2. Implementation: OpenTelemetry (OTel)

Services must use the OTel SDK to ensure vendor-neutrality.

2.1 Standard Resource Attributes

Every exported metric must include these standard tags to enable unified filtering in Grafana:

resource_attributes:
  service.name: "wealthview-api"
  service.namespace: "prod"
  deployment.environment: "production"
  host.name: "${HOSTNAME}"

2.2 Prometheus Metric Naming

Use the following naming convention to prevent metric collisions:

<service_name>_<subsystem>_<unit>_<type>
Example: wealthview_ingestion_transactions_total (Counter)
Example: hud_render_latency_ms_bucket (Histogram)

3. Health Check Integration

Metrics alone are insufficient. Services must implement the Health Check Triad as defined in HealthCheckPatterns:

Probe	Path	Logic
Startup	`/health/startup`	Returns 200 after internal caches/DB migrations are complete.
Readiness	`/health/ready`	Checks downstream connectivity (e.g., Plaid API, Redis).
Liveness	`/health/live`	Minimal check (e.g., thread-pool heartbeat).
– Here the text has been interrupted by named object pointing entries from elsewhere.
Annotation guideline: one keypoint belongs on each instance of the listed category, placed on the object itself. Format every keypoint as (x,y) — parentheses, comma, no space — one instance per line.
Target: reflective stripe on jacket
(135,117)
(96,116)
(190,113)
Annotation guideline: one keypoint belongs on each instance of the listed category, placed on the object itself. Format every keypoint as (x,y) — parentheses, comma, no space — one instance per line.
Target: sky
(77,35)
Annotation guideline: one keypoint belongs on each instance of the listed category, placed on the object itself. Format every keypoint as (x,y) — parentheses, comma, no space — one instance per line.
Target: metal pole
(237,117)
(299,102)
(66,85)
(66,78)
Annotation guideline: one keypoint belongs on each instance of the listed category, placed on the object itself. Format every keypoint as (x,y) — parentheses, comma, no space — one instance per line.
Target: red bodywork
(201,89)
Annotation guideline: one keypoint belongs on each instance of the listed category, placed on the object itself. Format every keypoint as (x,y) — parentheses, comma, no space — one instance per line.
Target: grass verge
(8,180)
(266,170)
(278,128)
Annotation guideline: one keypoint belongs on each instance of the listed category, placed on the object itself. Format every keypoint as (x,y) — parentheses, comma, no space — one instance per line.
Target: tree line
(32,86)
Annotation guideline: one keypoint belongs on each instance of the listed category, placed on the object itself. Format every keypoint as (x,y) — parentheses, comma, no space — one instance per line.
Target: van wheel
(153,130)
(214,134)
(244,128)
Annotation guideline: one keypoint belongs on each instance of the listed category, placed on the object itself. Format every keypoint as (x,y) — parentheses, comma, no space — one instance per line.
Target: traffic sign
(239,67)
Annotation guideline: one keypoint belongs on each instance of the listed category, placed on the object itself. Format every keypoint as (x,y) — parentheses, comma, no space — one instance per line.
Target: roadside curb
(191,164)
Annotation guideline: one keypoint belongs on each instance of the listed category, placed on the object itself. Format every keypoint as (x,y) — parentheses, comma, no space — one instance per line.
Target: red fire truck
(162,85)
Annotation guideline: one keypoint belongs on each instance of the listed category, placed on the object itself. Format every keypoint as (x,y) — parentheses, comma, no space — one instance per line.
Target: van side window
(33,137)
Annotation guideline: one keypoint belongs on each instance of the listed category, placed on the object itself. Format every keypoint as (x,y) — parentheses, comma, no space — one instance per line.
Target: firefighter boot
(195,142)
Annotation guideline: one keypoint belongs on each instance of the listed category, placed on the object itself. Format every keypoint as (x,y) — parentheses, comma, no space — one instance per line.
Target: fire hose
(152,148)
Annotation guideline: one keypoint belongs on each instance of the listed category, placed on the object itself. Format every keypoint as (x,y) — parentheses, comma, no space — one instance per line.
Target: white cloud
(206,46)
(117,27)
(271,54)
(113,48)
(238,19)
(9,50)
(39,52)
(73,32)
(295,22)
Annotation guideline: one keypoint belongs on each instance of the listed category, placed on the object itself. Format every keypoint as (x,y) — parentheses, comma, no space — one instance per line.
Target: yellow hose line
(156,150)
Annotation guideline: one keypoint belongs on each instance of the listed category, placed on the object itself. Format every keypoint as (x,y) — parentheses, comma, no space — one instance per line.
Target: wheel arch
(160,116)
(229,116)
4. Grafana Visualization Standards

A "Golden Signal" dashboard must exist for every project, containing:

Traffic Overview: RED metrics for the ingress layer.
Saturation Heatmaps: USE metrics for database and message brokers.
Error Breakdown: Rate of 4xx vs 5xx errors, or "Drift" alerts for AI models.
Health Ribbon: Status of the 3 probes (Startup, Readiness, Liveness) across all replicas.

5. RAG Implementation Hook

For an agent instrumenting a new service (e.g., operatorvoice), the prompt should be:

"Following the ObservabilityAndMonitoringBlueprint, instrument this Python service with OpenTelemetry to track RED metrics for the voice-interaction loops and expose a /health/ready endpoint that verifies the STT and TTS service connectivity."